神崎はシートベルトを外すと彼女にぐっと身を寄せた。そして、彼女の手を取り、両手で握った。
「俺、本当は君を救うために、日本に帰ってきたんだ」
「ほん、と……?」
麗の長い睫毛が、唇が、震えた。
「助かるの? ……私」
「ああ」
彼女の目を真っ直ぐ見て、大きく頷いた。
「でもこの話は、君のお父さんが出張から戻ってきてから話そうと思っていたんだ。黙っていて、悪かった……」
「……ホントに治るの? 私」
信じられないという様子で、麗は恋人を見上げている。
「もちろん。でも、まだ誰にも言わないでね。話がややこしくなるから」
舌っ足らずな麗から、余計な情報を親の耳に入れたくはなかった。
「うん……」
麗は微妙に腑に落ちない顔をしながら頷いた。それでも今は神崎に任せるしかない、ということだけは十分わかっている。
「有人さん……」
「ん?」
「私、有人さんのことを、自分が死ぬまでの短い時間、思い残すことのないようにって神様から使わされた、やさしい死神だと思ってた。でも本当は、私を助けに来てくれた勇者様だったんだね……きっと、そうだよね?」
言葉のおわりの方は悲鳴にも似て、神崎の胸をえぐった。
麗の顔が切なげに歪んだ。そしてまた、大粒の涙をぽろぽろと零しはじめた。
今度の涙は絶望の涙ではなく、希望の涙だった。全てを諦め、投げ出していた自分が救われるなど、夢にも思わなかったから。
ああ、と神崎は大きくうなづいた。
死なせてなるものか。百年以上も待ち続けた愛しい人を、ここで失うわけにはいかないのだ。自分は、少なくとも彼女にとっての死神ではない。

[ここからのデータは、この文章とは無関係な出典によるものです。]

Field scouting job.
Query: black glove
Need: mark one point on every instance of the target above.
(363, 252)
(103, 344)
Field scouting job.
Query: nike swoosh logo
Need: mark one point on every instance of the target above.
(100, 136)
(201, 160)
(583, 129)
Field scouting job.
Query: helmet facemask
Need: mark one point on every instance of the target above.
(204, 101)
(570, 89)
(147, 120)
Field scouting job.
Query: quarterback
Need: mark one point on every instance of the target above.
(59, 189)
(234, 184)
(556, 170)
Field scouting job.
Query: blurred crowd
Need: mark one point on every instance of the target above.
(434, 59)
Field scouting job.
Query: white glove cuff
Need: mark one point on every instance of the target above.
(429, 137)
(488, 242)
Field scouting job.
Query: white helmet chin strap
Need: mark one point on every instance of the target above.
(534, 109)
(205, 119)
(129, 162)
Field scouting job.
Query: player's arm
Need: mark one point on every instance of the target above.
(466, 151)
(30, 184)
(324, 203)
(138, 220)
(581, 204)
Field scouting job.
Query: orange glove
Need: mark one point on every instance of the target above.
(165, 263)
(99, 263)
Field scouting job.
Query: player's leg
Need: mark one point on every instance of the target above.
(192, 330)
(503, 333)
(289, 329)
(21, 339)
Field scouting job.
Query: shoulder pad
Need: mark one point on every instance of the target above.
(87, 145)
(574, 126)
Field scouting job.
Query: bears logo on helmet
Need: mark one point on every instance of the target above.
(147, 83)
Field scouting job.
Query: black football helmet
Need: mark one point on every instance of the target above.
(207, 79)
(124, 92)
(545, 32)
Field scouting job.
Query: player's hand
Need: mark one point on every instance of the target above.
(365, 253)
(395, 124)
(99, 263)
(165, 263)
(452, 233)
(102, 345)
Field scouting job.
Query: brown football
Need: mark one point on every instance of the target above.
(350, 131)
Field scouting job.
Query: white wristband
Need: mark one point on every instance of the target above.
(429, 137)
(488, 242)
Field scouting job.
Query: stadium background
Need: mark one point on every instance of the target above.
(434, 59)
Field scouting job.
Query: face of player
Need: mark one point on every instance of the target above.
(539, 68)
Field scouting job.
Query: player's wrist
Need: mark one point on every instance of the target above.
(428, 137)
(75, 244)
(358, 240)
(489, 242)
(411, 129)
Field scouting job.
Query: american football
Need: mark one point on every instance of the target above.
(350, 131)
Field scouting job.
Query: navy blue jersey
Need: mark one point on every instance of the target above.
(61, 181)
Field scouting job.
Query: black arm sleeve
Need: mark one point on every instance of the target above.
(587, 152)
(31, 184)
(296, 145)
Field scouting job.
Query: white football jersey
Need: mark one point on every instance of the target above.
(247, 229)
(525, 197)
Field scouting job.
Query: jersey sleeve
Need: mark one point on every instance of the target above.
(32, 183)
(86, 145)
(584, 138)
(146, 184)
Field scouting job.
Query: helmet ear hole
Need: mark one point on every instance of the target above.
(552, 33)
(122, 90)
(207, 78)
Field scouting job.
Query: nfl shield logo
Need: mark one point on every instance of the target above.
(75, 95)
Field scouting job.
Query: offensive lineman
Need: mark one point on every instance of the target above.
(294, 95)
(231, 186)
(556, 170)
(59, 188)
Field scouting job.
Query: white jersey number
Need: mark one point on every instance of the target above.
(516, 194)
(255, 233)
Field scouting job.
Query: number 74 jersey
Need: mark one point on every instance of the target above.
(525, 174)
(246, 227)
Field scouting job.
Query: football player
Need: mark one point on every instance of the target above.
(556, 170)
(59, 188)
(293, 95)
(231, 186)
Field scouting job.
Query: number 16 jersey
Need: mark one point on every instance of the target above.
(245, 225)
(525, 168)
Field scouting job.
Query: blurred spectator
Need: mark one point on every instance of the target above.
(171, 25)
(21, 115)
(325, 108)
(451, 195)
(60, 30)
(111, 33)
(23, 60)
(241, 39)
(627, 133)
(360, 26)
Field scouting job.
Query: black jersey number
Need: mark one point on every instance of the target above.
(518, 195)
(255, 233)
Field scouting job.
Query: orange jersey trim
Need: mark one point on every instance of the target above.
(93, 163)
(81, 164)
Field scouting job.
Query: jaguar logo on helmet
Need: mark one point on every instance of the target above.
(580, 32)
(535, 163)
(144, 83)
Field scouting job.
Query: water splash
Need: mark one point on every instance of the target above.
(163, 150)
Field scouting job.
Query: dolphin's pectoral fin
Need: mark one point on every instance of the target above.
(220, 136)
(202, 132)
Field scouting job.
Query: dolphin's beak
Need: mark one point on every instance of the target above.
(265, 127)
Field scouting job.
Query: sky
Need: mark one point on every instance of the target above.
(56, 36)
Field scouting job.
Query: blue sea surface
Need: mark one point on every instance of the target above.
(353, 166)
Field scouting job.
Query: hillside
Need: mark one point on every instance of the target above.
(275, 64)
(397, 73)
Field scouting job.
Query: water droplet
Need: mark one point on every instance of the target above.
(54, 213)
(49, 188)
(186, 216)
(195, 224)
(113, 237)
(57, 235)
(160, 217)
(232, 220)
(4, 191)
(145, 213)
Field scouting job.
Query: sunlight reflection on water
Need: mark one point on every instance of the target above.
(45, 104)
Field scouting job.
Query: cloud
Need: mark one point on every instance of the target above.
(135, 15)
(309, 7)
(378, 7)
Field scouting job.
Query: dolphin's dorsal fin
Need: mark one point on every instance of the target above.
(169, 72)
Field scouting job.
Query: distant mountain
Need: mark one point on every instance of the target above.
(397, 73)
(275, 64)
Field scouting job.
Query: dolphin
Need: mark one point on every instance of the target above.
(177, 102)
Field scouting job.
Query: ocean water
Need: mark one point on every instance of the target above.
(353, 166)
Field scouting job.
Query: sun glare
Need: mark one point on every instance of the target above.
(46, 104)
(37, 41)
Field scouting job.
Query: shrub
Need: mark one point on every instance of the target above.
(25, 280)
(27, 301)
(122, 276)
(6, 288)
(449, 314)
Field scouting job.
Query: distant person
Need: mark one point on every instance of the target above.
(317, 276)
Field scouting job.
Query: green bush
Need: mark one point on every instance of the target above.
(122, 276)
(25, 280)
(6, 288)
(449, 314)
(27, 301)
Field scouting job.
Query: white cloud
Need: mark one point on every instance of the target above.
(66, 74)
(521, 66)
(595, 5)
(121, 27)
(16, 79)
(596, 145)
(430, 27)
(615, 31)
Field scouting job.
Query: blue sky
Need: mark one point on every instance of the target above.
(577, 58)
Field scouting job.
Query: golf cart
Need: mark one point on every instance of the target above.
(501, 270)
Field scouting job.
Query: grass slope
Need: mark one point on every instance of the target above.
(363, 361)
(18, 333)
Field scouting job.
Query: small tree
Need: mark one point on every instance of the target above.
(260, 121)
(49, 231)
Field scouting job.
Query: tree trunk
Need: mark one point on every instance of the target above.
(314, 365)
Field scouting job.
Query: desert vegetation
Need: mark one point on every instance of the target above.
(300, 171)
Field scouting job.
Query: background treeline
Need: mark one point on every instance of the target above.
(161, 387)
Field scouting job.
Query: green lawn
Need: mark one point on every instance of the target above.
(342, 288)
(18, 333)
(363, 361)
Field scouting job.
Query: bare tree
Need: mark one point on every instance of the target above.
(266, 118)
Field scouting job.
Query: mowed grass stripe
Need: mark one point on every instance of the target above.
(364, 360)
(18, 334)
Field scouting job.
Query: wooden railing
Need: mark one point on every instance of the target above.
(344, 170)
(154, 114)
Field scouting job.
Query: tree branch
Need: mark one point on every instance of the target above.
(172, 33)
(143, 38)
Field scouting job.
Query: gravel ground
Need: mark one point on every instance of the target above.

「俺が君を必ず護る。だから『どうせすぐ死ぬ』とか二度と言わないでくれ。いいね?」
静かだが、強い意志を感じさせる口調で語りかけた。
「……うん、もう、言わない……もう言わないよ、有人さん……」
彼女の目が、全力で『助けて』と叫んでいた。
今まで一度も求めたことのない『救い』を、彼女は初めて心から求めていた。
「もう大丈夫だから」
安心させたくて、一番いい笑顔を作って彼女に応えた。
「やっと、おうちに、帰れるんだね、……私」
「そうだよ。前に言ってたよね。家に帰るのが夢だって。俺が必ず叶えるから」
「じゃ、有人さん、私をおうちに連れて帰ってくれるって、約束して」
麗は青白い小指を突き出して、ゆびきりの催促をしている。
「約束する。君を必ず家に連れて帰るよ」
神崎は、麗の白くか細い小指に、自分の小指を絡ませて約束した。
――そう、『ステュクスの流れ』に誓って。